During July of this year, a patch of the Arctic ice cap the size of Indiana melted every day, according to the U.S. National Snow and Ice Data Center. That's a rate of shrinkage equal to 2007, when the ice cap retreated to the smallest size ever recorded. In Canada's Arctic Sea outpost of Tuktoyaktuk (which should be familiar to viewers of History's Ice Road Truckers), the edge of the ice pack is now 80 miles away from the coast, double the summertime distance from a few decades ago, and the water is so warm (that being a relative term of course), that kids have gone swimming in the ocean this summer.
Scientists said that while global temperatures, on average, have risen by a degree during the past century, that rate of increase has been double in the Arctic. They are also seeing the thick, permanent ice of the cap being replaced by a thinner ice sheet that melts each summer before refreezing as winter sets in. What this will mean to the environment in the long-term remains to be seen, but it's affect on polar bears is already becoming evident (they're getting thinner and having to spend more time swimming to get to the ice packs that they use for hunting seals).

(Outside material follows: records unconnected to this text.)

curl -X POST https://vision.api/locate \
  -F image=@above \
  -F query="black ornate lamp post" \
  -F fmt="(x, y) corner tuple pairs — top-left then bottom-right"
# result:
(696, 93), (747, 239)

Meanwhile on the other side of the globe a Russian-Swedish expedition is setting off from the Russian port of Murmansk on a cruise of the North East Passage around Russia's northern coastline to highlight the effects of global warming on that part of the world. Normally portions of the Passage are only open for about eight weeks a year, but this year - thanks to the retreat of the ice pack - the crew of the sailboat "Explorer of Sweden" expect to be able to sail through passages usually sealed off by ice.